What has Newton done to accommodate this surge in female athletes over the decades? Not much. There are not enough rectangle fields that support the sports women play the most, and many of them are shared with baseball or softball, making them unavailable in the Spring.

Using Google maps and the Newton website, I’ve been able to complete a thorough analysis of all of the fields in Newton that are safe for play. There are only seven full sized, dedicated (not shared with another field) “rectangle” fields for the youth athletes that need them. The other seven multi-purpose fields are shared with either softball or baseball, so they are only available in the Fall. The result is that women’s teams are “crammed in” to insufficient field space every year, which reduces practice quality (in some cases three teams share a field) and causes grass fields to be overused, degrading their quality.

It has been almost 50 years since Title Nine (of the Education Amendments Act of 1972) was passed to grant women equal access to athletics and athletic facilities. Why isn’t Newton addressing these challenges?

A common excuse is that “we don’t have the budget” for this. That is not true. There are a number of solutions that Newton can pursue.

  1. Commit Community Preservation Act (CPA) funds. These funds are designed to be used for a number of focus areas that include athletic fields (including lights and construction of new fields). They have been used sparingly for athletics. According to Newton’s CPC reports, there is over $10M in the CPA reserve waiting to be utilized.
  2. Charge market-rate rental fees and direct them to field maintenance.
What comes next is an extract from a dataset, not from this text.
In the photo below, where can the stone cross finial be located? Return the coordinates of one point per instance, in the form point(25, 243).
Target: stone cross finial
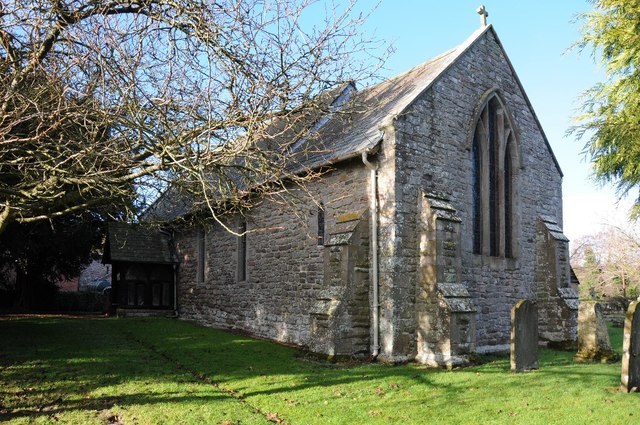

Newton’s fee structure falls below every surrounding community.
  3. Be more supportive of new funding models. For example, Newton has long restricted recognizing “sponsors” for our fields even when there are other cities that have been able to do this tastefully.

It’s time for Newton to “get on the field” and address gender inequity in athletics.

Justin Traxler, President, Newton Girls Soccer, Newton’s largest all female athletic program

Justin has coached both of his daughters’ soccer teams and is an avid soccer player. He has lived in Newton for over 20 years and has been the president of Newton Girls Soccer since 2017. Most recently, Justin founded the Newton Athletic Fields Foundation, a new organization focused on Newton’s Athletic Fields.

Note: This article has also been published as an opinion piece in the Newton Tab. I received permission from Justin to post it here as well. Paul Levy.